Contributing to BeaverDB
BeaverDB follows a “Simplicity First” philosophy not just in its API, but also in its development workflow. We minimize tooling overhead and prefer standard Python ecosystem tools.
Environment Setup
To contribute, you’ll need Python 3.12+. We recommend using a virtual environment.
# 1. Clone the repository
git clone https://github.com/syalia-srl/beaver.git
cd beaver
# 2. Create a virtual environment
python -m venv .venv
source .venv/bin/activate # or .venv\Scripts\activate on Windows
# 3. Install in editable mode with ALL dependencies (dev, server, vector, graph)

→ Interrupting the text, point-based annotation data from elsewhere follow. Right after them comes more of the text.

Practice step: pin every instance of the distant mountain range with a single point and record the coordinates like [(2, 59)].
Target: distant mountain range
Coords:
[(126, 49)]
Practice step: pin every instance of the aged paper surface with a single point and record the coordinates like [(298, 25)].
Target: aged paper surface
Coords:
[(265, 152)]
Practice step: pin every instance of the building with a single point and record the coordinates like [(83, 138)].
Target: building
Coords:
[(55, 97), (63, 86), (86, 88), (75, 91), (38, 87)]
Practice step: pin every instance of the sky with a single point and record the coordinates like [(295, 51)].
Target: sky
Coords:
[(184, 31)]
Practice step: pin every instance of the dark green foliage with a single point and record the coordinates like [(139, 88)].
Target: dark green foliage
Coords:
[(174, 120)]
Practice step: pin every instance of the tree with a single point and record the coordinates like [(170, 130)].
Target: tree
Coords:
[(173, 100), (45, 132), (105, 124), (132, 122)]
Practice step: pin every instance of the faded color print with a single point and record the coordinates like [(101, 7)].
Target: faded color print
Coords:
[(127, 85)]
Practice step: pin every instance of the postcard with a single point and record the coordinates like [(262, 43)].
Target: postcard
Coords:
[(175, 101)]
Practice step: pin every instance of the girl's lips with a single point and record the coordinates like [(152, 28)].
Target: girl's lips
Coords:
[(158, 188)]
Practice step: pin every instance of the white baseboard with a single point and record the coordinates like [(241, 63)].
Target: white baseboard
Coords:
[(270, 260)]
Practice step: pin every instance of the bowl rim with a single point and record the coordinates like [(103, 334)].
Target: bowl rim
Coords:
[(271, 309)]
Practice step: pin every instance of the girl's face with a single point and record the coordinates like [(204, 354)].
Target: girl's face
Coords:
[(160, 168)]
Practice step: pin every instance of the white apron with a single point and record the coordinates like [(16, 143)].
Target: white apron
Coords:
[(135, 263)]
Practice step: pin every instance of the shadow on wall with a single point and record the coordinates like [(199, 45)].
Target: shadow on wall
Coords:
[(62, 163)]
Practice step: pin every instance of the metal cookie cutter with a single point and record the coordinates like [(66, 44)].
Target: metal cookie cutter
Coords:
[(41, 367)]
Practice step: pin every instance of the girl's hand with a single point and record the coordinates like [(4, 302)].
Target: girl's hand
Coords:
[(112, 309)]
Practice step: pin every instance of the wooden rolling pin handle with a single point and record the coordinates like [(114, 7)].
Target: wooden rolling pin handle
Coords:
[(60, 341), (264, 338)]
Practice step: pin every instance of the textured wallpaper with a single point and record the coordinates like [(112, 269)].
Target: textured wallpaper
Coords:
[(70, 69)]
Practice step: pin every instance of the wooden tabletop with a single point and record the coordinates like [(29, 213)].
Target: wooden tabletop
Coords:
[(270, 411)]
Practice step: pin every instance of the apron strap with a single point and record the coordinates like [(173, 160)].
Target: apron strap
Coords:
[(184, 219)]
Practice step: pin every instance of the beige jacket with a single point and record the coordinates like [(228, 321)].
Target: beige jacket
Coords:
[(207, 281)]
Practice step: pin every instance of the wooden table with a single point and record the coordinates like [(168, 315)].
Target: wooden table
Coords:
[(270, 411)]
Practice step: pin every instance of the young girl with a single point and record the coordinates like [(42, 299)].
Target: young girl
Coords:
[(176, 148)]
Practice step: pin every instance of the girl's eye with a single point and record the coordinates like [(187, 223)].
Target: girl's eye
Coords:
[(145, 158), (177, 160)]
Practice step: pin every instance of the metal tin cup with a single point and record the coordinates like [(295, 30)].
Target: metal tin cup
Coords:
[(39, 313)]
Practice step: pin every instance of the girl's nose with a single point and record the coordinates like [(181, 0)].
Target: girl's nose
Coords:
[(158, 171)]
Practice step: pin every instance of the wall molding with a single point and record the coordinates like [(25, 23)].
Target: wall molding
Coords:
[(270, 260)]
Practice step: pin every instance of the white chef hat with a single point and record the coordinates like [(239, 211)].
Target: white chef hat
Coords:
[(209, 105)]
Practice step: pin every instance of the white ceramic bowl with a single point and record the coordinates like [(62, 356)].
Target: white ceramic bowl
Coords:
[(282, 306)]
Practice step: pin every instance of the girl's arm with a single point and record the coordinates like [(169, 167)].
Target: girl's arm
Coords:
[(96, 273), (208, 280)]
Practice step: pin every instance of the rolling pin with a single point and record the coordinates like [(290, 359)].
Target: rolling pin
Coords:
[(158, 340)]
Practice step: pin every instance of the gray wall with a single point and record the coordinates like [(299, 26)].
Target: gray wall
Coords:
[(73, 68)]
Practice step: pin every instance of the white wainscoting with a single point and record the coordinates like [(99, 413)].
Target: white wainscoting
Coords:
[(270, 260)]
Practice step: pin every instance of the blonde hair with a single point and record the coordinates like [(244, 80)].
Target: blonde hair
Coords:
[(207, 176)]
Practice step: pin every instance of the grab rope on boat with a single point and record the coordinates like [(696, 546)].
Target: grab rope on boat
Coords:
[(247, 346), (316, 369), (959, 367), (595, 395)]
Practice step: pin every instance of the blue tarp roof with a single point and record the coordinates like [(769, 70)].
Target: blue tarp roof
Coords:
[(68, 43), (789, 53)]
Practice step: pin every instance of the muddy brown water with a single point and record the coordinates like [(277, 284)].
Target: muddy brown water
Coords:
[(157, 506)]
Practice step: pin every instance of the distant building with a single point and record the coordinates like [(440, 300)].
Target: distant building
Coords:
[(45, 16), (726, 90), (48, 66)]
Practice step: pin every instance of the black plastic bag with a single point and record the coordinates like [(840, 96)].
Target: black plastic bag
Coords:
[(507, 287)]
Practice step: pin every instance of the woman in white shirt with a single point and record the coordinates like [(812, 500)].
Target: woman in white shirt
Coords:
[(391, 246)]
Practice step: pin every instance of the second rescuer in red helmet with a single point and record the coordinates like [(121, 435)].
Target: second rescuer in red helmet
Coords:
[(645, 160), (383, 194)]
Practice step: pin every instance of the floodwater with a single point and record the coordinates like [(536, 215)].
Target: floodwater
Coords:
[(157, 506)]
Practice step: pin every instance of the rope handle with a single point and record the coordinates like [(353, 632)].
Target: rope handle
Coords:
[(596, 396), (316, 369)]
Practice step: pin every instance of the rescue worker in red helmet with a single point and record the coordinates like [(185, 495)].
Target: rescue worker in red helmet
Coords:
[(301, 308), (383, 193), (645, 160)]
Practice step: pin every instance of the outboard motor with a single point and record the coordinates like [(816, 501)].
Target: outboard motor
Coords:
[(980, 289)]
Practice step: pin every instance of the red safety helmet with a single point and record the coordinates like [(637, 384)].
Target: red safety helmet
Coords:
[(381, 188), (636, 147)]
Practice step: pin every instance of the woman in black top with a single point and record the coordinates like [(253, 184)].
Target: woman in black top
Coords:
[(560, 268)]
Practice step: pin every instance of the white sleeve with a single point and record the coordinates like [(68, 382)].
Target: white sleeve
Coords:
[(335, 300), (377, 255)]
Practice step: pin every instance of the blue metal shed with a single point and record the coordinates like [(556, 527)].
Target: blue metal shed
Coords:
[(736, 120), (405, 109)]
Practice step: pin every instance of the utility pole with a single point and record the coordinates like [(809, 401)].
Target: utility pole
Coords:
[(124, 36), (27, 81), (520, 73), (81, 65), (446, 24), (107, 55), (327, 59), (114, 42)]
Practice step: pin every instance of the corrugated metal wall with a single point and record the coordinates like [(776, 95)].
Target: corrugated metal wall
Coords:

uv syncDevelopment Workflow (Makefile)
We use a makefile to automate common tasks. You don’t need to memorize complex commands.
| Command | Description |
|---|---|
make test-unit |
Runs fast unit tests (Default). Use this during local dev. |
make test-all |
Runs all tests, including slow integration and concurrency tests. |
make format |
Runs black to format code and commits the changes. |
make docs |
Publishes the documentation to GitHub Pages (requires permissions). |
make issues |
Syncs local markdown issues with GitHub Issues (see below). |
Issue Tracking (File-Based)
BeaverDB uses a unique “Docs-as-Code” approach for issue tracking using the gh-md-issues extension.
- Issues are Files: Every issue exists as a markdown file in the
issues/directory (e.g.,issues/31-composable-graph-rag.md). - Syncing: We edit these files locally to draft feature plans or update status. Running
make issuespushes these changes to GitHub Issues and pulls any comments/updates back to your local files.
Workflow:
- Create a new file
issues/New-Feature.md. - Write the frontmatter (
title,labels,state: open). - Run
make issuesto create it on GitHub.
Testing Philosophy
Our test suite is divided into strict categories to keep the “Feedback Loop” fast. We use pytest markers defined in pytest.ini.
Unit Tests (pytest -m unit)
- Goal: Instant feedback (< 1 second).
- Scope: In-memory logic, single-process SQLite, schema validation.
- Rule: NEVER sleep, NEVER perform network I/O, NEVER spawn subprocesses.
Integration Tests (pytest -m integration)
- Goal: Verification of complex interactions.
- Scope: Client-Server communication (FastAPI), File I/O (Blobs), Persistence checks.
- Rule: Can be slower, but must be robust/deterministic.
Concurrency Tests (pytest -m concurrency)
- Goal: Stress testing locks and race conditions.
- Scope: Multiprocessing, locking correctness, high-contention scenarios.
- Rule: These are slow and resource-intensive. Run them only before a PR.
The Future of BeaverDB
BeaverDB is feature-complete for its core mission: a multi-modal embedded database. The future roadmap focuses on Architecture and Stability rather than adding new data structures.
A. The “Async Core” Migration
The single biggest remaining milestone is refactoring the core to be Async-First.
- Current: Synchronous core with async wrappers.
- Future:
AsyncBeaverDB(usingaiosqlite) as the engine, with a synchronousBeaverDBfacade on top. This will allow handling thousands of concurrent Pub/Sub listeners and Locks on a single event loop.
B. Client-Server Parity
We aim for the BeaverClient (HTTP) to be a 100% drop-in replacement for BeaverDB (Local). Code written for one should run on the other without modification. This allows developers to start local (embedded) and scale to a server deployment effortlessly.
C. API Stability
We are committed to a stable, Pythonic API. We resist “feature creep.” If a feature can be implemented as a plugin or helper function on top of existing primitives (like DocumentStream built on walk), it belongs there, not in the core.